# Newtonian limit of Schwarzschild metric

• I
If I am asked to show that the tt-component of the Einstein equation for the static metric
##ds^2 = (1-2\phi(r)) dt^2 - (1+2\phi(r)) dr^2 - r^2(d\theta^2 + sin^2(\theta) d\phi^2)##, where ##|\phi(r)| \ll1## reduces to the Newton's equation, what exactly am I supposed to prove?

## Answers and Replies

PeterDonis
Mentor
2019 Award
Compute the Einstein tensor for this metric and plug it into the Einstein Field Equation; take its 0-0 component; and show that the resulting equation reduces to Newton's equation.

dextercioby
Homework Helper
I think it leads to Poisson's equation for the gravitostatic potential. ## \nabla^2 \phi (\mathbb{r}) = -\rho ##

Compute the Einstein tensor for this metric and plug it into the Einstein Field Equation; take its 0-0 component; and show that the resulting equation reduces to Newton's equation.
I have got ##G_{tt} = - \frac{2(-1+2\phi)(\phi + 2 \phi^2 +r \phi')}{(r+2r\phi)^2}##
How do I proceed from here? I am getting a first derivative of ##\phi## instead of second derivative.

PeterDonis
Mentor
2019 Award
I have got ##G_{tt} = - \frac{2(-1+2\phi)(\phi + 2 \phi^2 +r \phi')}{(r+2r\phi)^2}##

Yes, this looks ok.

I am getting a first derivative of ##\phi## instead of second derivative.

Yes, but remember that the Einstein tensor has two pieces: ##G_{\mu \nu} = R_{\mu \nu} - \frac{1}{2} g_{\mu \nu} R##, where ##R_{\mu \nu}## is the Ricci tensor, and ##R## is the Ricci scalar. So the EFE is really ##R_{\mu \nu} - \frac{1}{2} g_{\mu \nu} R = 8 \pi T_{\mu \nu}##. You might try calculating the two pieces separately to see if there are second derivatives there.

Also, you might take a look at Carroll's online lecture notes on GR, chapter 4, which has a discussion of this calculation.

Yes, but remember that the Einstein tensor has two pieces: ##G_{\mu \nu} = R_{\mu \nu} - \frac{1}{2} g_{\mu \nu} R##, where ##R_{\mu \nu}## is the Ricci tensor, and ##R## is the Ricci scalar.
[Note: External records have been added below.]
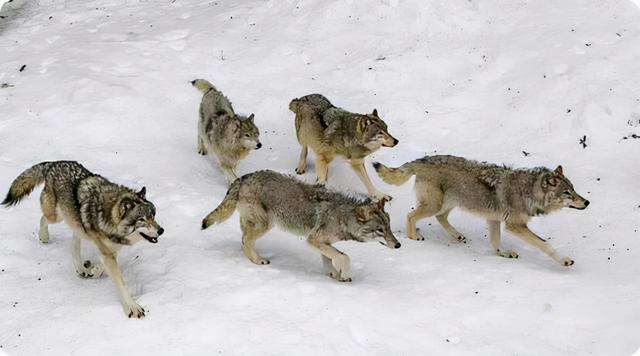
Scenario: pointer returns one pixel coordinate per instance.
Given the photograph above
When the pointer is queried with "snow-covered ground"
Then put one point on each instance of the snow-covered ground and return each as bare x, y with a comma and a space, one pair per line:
106, 83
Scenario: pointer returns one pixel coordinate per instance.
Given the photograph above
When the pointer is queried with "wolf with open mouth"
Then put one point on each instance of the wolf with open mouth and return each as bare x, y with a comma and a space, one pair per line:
108, 214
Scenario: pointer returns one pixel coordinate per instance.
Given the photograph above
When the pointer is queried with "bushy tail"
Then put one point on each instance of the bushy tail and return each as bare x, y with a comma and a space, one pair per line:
202, 85
226, 208
25, 183
293, 105
395, 176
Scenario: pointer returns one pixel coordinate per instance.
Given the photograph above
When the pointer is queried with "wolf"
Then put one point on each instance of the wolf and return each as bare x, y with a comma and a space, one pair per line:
331, 131
107, 214
497, 193
324, 216
221, 132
So the EFE is really ##R_{\mu \nu} - \frac{1}{2} g_{\mu \nu} R = 8 \pi T_{\mu \nu}##. You might try calculating the two pieces separately to see if there are second derivatives there.

I don't understand how this would affect anything. Even if Ricci tensor and Ricci Scalar have second derivatives, what ultimately matters is this particular sum.

PeterDonis
Mentor
2019 Award
Even if Ricci tensor and Ricci Scalar have second derivatives, what ultimately matters is this particular sum.

Not necessarily. Take a look at Carroll's notes. The short version: there is an alternate way of writing the EFE, which moves the trace term from the LHS to the RHS:

$$R_{\mu \nu} = 8 \pi \left( T_{\mu \nu} - \frac{1}{2} g_{\mu \nu} T \right)$$

For the case under discussion only the 0-0 component of this equation is significant, and only ##T_{00}## is significant in the trace ##T##.